Cybersecurity agency Peckshield has reported that cybercriminals have flooded the internet with phishing sites of gaming project Stepn to steal users’ sid phrases.
Blockchain security experts at Peckshield reported on Twitter that fraudsters have been creating pages that mimic the popular site. Experts explained that attackers place a fake MetaMask plugin in the browser, which steals sido phrases from unsuspecting Stepn users.
Once the sido phrase is stolen, hackers gain full control of the user’s wallet and then withdraw the assets to their wallets. The cybersecurity agency has urged Stepn users to contact support as soon as possible if they find anything suspicious in their accounts.
Some customers have already said that they have encountered problems.
Stepn themselves have not yet had any comment on the Peckshield claim – despite the fact that the phishing notice came nearly 20 hours after the cryptocurrency community completed a discussion about the hacking attacks on Peckshield’s Twitter audio room.
Stepn is a Solana-based gaming platform in which gamers buy trainers with non-exchangeable tokens (NFTs) to start playing.

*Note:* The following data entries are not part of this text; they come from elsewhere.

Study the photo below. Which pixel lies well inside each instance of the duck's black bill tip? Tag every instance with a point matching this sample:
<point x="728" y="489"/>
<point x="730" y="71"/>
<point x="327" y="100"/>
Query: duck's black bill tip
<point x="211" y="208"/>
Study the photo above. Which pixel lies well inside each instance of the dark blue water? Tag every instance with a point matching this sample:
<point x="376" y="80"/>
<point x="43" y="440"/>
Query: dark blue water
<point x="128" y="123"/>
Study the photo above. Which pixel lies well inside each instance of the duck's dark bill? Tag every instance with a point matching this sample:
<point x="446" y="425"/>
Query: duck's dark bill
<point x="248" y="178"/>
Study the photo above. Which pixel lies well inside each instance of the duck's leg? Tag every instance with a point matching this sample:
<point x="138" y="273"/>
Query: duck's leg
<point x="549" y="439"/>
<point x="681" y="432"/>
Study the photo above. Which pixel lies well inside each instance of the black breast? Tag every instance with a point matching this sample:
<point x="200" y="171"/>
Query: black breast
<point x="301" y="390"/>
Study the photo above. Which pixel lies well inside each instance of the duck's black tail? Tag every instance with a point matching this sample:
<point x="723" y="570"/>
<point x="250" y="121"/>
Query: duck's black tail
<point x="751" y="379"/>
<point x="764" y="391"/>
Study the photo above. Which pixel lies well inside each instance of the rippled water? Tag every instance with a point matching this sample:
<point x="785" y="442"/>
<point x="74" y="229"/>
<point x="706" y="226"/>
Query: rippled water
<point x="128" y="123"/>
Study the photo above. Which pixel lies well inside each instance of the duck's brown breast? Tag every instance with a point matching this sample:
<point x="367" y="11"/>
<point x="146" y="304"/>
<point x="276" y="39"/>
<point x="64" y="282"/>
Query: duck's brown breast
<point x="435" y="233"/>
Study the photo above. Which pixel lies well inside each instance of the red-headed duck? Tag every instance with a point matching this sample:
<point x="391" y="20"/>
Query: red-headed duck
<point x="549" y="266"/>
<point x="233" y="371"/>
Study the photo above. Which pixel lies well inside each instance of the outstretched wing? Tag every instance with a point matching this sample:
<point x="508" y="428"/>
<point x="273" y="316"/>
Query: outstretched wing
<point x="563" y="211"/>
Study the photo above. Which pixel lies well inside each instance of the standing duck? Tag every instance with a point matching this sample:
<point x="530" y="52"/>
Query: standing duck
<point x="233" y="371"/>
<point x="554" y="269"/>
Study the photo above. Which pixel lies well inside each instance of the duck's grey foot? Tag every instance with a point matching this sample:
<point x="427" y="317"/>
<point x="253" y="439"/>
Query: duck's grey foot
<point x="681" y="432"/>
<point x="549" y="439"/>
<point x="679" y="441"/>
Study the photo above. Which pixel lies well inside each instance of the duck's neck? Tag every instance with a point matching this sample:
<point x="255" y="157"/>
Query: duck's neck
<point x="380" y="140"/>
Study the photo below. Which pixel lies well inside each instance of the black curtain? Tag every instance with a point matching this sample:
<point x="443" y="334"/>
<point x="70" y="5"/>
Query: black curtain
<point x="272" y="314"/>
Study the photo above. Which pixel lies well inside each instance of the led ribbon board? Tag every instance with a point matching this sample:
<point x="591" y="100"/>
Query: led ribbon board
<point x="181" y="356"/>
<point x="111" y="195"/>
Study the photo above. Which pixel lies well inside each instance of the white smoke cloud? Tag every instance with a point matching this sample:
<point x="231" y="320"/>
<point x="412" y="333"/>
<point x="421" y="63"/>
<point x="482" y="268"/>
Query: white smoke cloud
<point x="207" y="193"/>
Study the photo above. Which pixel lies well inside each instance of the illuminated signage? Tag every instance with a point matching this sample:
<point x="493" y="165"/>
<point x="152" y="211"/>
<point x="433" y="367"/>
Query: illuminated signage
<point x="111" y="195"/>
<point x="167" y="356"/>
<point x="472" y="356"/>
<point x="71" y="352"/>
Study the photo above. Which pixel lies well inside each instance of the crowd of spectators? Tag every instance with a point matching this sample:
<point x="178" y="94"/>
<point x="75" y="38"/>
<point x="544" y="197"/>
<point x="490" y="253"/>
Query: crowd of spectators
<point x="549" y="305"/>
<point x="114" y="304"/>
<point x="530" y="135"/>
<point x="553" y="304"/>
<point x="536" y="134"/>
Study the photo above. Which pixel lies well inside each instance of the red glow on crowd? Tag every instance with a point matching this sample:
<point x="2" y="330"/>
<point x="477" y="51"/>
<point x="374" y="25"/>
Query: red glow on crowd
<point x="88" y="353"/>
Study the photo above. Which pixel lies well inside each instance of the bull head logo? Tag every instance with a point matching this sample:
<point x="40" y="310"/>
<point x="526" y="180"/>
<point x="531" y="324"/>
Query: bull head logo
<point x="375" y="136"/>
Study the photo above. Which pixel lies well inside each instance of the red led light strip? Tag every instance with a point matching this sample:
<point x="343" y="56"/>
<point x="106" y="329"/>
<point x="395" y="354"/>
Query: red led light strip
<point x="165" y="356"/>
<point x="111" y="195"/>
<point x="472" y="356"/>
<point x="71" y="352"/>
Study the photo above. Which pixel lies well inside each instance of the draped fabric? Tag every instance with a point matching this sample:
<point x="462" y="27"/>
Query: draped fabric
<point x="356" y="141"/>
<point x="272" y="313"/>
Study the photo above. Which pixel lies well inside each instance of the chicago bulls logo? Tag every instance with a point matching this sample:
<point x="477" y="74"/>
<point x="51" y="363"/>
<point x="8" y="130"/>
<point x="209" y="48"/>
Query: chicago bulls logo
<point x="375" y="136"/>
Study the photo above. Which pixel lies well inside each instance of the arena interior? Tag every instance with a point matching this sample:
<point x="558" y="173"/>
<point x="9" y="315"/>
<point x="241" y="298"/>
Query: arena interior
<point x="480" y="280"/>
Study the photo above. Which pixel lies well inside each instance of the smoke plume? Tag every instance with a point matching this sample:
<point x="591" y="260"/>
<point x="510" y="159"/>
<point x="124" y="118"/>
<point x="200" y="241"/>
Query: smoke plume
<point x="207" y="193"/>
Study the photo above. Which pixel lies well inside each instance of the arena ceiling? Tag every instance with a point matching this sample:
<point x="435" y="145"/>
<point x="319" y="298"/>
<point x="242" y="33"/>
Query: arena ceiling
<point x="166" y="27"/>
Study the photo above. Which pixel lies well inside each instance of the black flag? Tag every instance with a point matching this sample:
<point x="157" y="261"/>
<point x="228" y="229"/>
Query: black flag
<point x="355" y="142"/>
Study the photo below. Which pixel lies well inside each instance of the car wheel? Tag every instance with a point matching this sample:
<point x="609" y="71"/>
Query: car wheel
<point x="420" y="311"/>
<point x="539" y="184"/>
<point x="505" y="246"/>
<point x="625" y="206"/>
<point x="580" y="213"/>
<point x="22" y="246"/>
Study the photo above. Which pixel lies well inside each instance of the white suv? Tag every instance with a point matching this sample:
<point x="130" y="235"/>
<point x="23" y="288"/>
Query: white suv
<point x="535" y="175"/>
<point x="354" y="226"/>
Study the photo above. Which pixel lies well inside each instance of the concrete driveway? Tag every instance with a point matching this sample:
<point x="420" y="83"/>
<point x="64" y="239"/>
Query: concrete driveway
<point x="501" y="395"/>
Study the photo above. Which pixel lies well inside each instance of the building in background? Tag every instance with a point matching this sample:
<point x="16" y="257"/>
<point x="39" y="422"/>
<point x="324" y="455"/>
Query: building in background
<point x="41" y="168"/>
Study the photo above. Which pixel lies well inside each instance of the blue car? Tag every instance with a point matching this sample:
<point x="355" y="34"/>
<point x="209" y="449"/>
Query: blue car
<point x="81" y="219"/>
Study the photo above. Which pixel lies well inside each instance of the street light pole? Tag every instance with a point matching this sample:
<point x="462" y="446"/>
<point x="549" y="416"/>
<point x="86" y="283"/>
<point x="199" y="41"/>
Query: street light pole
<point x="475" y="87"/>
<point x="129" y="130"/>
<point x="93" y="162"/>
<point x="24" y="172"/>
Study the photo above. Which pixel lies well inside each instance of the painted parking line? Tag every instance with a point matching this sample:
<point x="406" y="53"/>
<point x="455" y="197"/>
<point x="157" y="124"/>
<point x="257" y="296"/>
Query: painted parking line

The app tracks users’ movements via GPS on their mobile phones and gives them in-game Green Satoshi tokens (GST).
Last week, ConsenSys, the company behind the popular cryptocurrency wallet MetaMask, sent out a warning to users about the dangers of storing data in Apple iCloud due to the possibility of phishing. The fact is that with default settings, Apple devices, including iPhones, iPads and Macs, store “password-protected MetaMask storage” in the cloud service iCloud. If attackers can gain access to the service via phishing and the wallet password is not strong enough, users risk losing all funds.